I believe that our nation’s budget must be aligned with our goals and values as a country. Our nation went from a projected record surplus in 2000 to record deficits in 2010, and the current budgetary situation is largely a function of four factors: the Bush tax cuts, the wars in Iraq and Afghanistan, the aftermath of the 2008 financial crisis, and interest payments on the national debt.

Our first response should be to change the policies that got us here in the first place: end the Bush tax cuts on people earning more than $250,000; end the war in Afghanistan; and take steps to make sure Wall Street can never again bring our economy to its knees.  The best way to decrease the deficit is get Americans back to work.

1)      Please cite five substantive things you would do to cut the budget deficit in a significant way. Please be as specific as possible.
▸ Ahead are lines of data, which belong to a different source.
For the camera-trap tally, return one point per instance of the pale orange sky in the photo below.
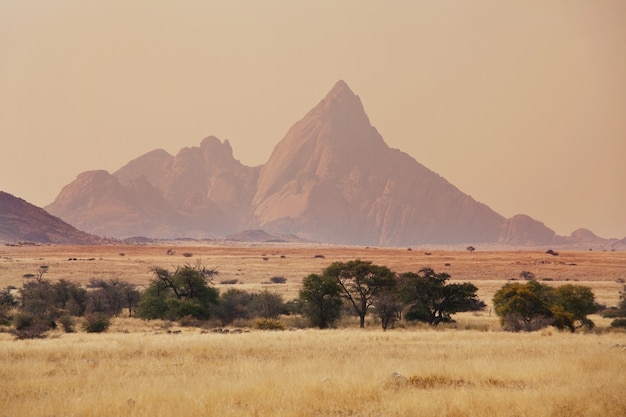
(522, 104)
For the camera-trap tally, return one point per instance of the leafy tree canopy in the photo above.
(186, 291)
(361, 282)
(531, 306)
(432, 300)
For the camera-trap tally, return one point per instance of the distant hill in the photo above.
(22, 222)
(332, 179)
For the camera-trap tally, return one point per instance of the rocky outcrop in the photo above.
(332, 178)
(22, 222)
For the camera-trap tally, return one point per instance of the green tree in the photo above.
(360, 282)
(570, 305)
(532, 306)
(7, 304)
(112, 296)
(321, 300)
(267, 304)
(388, 307)
(234, 305)
(523, 307)
(432, 300)
(186, 291)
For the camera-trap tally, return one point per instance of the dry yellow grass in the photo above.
(138, 369)
(253, 265)
(314, 373)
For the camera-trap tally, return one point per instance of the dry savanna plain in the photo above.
(470, 368)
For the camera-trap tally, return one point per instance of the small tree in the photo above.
(233, 305)
(7, 304)
(570, 305)
(321, 300)
(388, 307)
(432, 300)
(184, 292)
(532, 306)
(267, 305)
(360, 283)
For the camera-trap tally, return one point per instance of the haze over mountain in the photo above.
(22, 222)
(332, 178)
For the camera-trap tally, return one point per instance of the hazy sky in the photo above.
(521, 104)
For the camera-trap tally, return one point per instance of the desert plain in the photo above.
(470, 368)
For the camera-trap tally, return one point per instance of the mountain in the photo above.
(21, 221)
(332, 178)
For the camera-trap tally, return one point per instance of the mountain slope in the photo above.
(21, 221)
(332, 178)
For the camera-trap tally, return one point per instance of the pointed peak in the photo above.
(341, 87)
(341, 92)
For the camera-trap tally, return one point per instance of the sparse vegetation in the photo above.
(467, 368)
(532, 306)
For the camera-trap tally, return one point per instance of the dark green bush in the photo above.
(96, 323)
(619, 323)
(268, 324)
(67, 323)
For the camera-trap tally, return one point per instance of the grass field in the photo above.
(345, 372)
(254, 265)
(139, 368)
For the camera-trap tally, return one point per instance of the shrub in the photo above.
(27, 326)
(23, 320)
(619, 323)
(67, 322)
(268, 324)
(96, 323)
(190, 321)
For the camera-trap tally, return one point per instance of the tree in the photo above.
(112, 296)
(7, 304)
(532, 306)
(360, 283)
(522, 307)
(321, 300)
(234, 305)
(388, 307)
(432, 300)
(570, 306)
(267, 304)
(184, 292)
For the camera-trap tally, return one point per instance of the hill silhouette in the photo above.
(332, 178)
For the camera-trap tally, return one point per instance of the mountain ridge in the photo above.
(332, 178)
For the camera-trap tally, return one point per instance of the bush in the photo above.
(67, 322)
(96, 323)
(268, 324)
(619, 323)
(27, 326)
(23, 320)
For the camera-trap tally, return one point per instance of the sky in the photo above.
(521, 105)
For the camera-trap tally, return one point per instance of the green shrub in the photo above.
(278, 280)
(27, 326)
(67, 322)
(619, 323)
(96, 323)
(23, 320)
(268, 324)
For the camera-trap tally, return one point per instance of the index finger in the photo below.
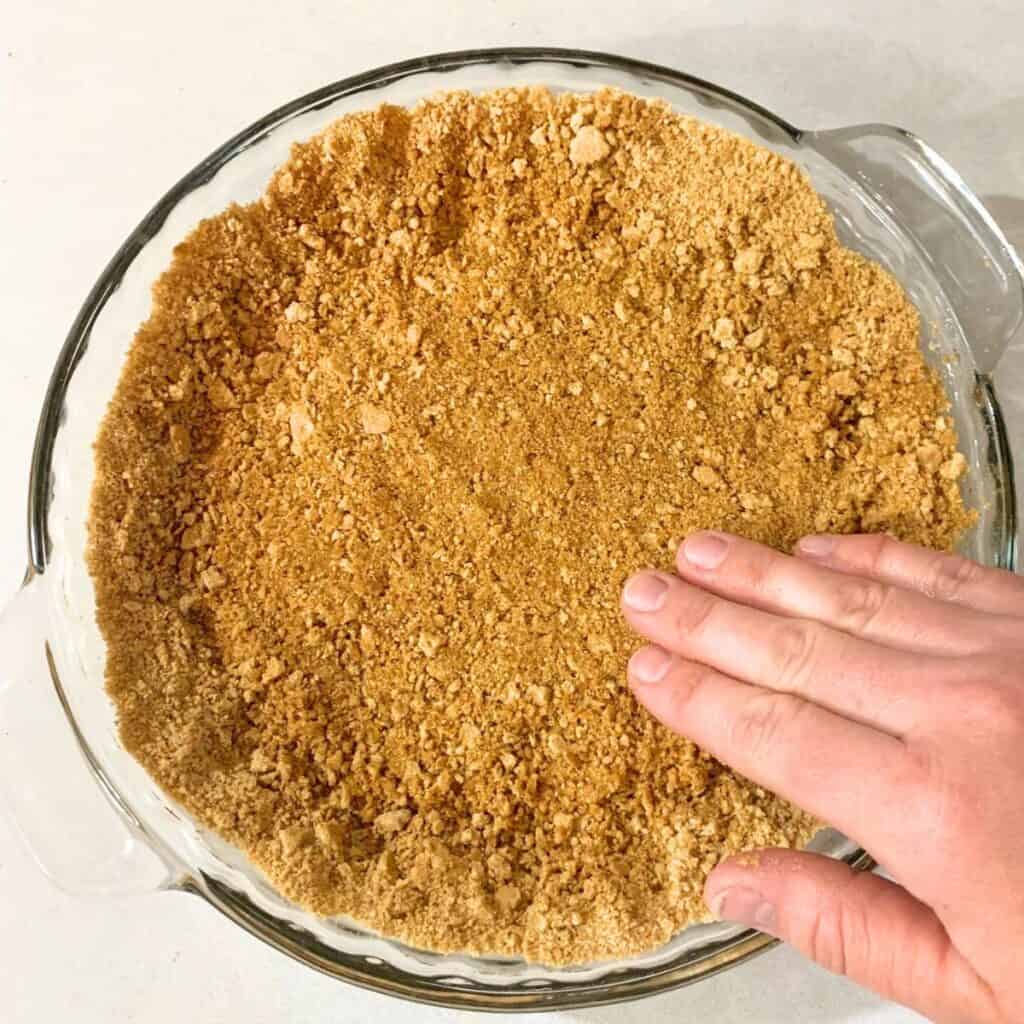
(837, 769)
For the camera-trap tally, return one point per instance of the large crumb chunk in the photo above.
(588, 146)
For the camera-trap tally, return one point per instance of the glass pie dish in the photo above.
(94, 820)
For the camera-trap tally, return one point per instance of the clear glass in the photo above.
(892, 198)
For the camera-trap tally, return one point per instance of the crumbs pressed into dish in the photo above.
(388, 445)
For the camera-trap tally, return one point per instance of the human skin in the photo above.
(881, 687)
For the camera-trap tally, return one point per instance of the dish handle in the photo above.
(980, 272)
(58, 810)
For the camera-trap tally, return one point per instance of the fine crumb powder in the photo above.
(389, 444)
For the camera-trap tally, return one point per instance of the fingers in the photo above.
(850, 676)
(854, 924)
(756, 574)
(934, 573)
(828, 765)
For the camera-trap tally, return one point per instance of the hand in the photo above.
(881, 687)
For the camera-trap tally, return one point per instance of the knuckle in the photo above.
(829, 937)
(859, 602)
(793, 648)
(949, 577)
(941, 806)
(684, 682)
(765, 722)
(878, 550)
(690, 611)
(998, 709)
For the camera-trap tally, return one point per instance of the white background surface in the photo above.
(104, 104)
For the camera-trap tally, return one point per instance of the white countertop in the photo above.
(103, 105)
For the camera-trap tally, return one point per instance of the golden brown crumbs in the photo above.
(388, 445)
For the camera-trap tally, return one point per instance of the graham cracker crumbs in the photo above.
(386, 450)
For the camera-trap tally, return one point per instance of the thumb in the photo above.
(854, 924)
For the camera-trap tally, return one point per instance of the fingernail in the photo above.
(706, 551)
(645, 592)
(744, 906)
(649, 665)
(816, 547)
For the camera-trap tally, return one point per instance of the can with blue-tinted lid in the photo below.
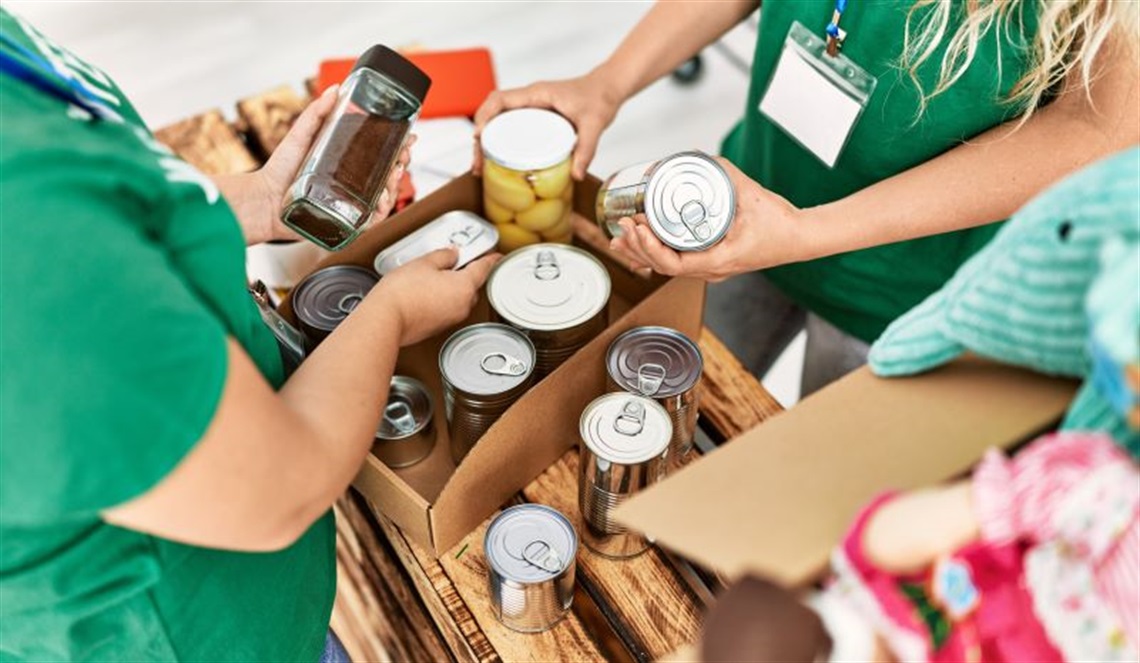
(530, 559)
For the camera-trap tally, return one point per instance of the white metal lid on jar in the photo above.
(548, 287)
(528, 139)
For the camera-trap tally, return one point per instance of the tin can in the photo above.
(325, 299)
(406, 434)
(686, 198)
(625, 449)
(530, 559)
(664, 365)
(555, 294)
(485, 368)
(469, 234)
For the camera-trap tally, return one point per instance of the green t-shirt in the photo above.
(862, 292)
(122, 276)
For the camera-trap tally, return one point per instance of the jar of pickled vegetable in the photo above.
(527, 186)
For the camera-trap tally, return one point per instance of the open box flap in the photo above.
(780, 497)
(546, 426)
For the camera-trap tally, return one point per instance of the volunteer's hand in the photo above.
(767, 231)
(588, 103)
(257, 197)
(429, 296)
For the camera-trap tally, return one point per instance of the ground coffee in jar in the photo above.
(344, 172)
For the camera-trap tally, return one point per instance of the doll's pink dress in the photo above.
(1053, 576)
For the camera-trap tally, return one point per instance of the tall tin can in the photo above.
(664, 365)
(406, 434)
(530, 559)
(555, 294)
(686, 198)
(485, 368)
(325, 299)
(625, 449)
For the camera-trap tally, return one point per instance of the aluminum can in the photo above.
(469, 234)
(625, 449)
(530, 561)
(406, 434)
(325, 299)
(686, 198)
(553, 293)
(485, 368)
(664, 365)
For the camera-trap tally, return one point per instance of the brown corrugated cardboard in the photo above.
(776, 499)
(437, 504)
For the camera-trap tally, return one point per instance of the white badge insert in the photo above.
(814, 97)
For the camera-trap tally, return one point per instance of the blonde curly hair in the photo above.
(1069, 35)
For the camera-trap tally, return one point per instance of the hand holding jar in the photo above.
(528, 191)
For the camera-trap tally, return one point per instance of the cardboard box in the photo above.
(437, 504)
(779, 498)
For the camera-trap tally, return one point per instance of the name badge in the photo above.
(816, 98)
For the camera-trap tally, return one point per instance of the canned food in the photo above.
(486, 368)
(406, 434)
(527, 186)
(625, 449)
(467, 232)
(530, 559)
(326, 297)
(555, 294)
(686, 198)
(662, 365)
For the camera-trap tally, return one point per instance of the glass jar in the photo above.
(349, 162)
(528, 191)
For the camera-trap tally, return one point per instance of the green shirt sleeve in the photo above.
(112, 366)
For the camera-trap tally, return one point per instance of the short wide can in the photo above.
(625, 449)
(687, 199)
(664, 365)
(558, 295)
(530, 562)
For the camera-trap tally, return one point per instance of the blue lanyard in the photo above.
(42, 75)
(836, 35)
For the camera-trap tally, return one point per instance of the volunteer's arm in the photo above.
(978, 182)
(271, 463)
(666, 37)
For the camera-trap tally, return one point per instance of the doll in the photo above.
(1034, 558)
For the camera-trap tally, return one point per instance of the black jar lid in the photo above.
(396, 66)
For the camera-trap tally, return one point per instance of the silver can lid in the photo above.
(626, 428)
(547, 287)
(408, 409)
(690, 201)
(654, 361)
(469, 234)
(530, 543)
(325, 297)
(487, 359)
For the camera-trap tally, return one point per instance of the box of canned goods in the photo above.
(503, 414)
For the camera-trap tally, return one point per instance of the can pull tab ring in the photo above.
(546, 265)
(349, 302)
(543, 555)
(399, 415)
(694, 217)
(650, 377)
(632, 419)
(464, 236)
(502, 363)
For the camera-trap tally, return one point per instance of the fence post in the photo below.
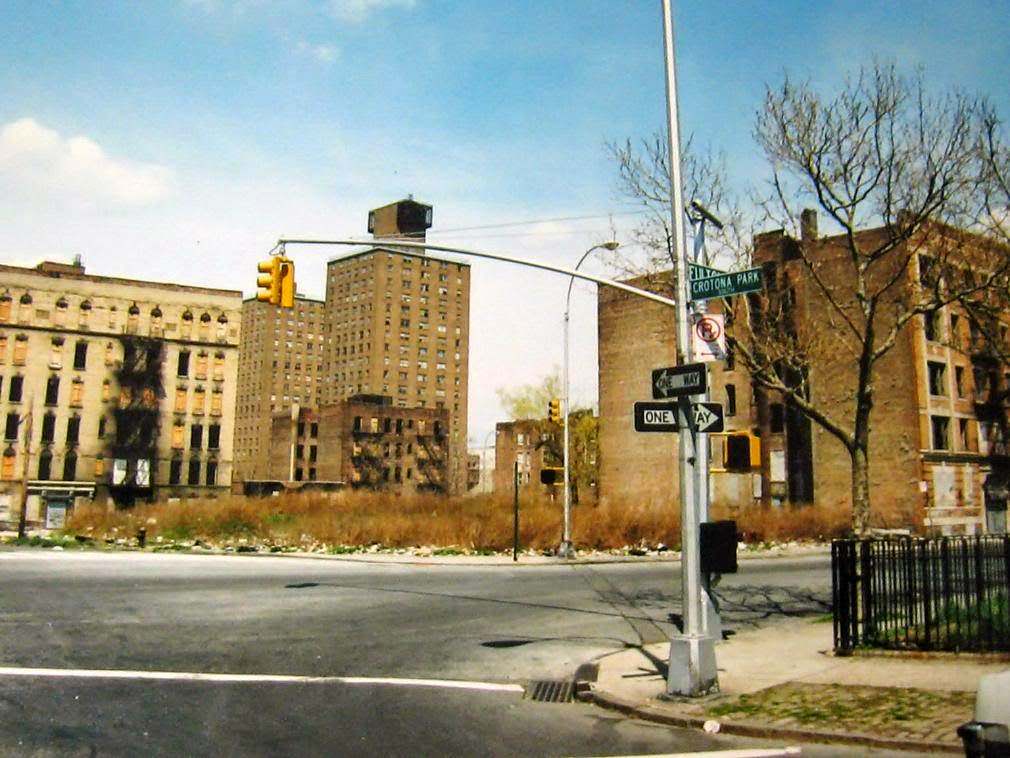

For example, if you are suggesting “cutting government waste,” please list the specific programs you would cut and the amount of savings that would generate. If you are suggesting closing tax loopholes, please list the actual loopholes, along with the estimated savings.

First, do not extend the Bush tax cuts on those earning more than $250,000 and return the estate tax rates to the 2009 level.  This would save $968 billion over ten years.


Second, end the subsidies given to some of the most profitable companies in the world – big oil and gas.  This would save $41 billion over ten years.  And end the special carried interest tax break for those working at hedge funds, which allows them to pay a far lower rate than most Americans.  This would save $13 billion over ten years.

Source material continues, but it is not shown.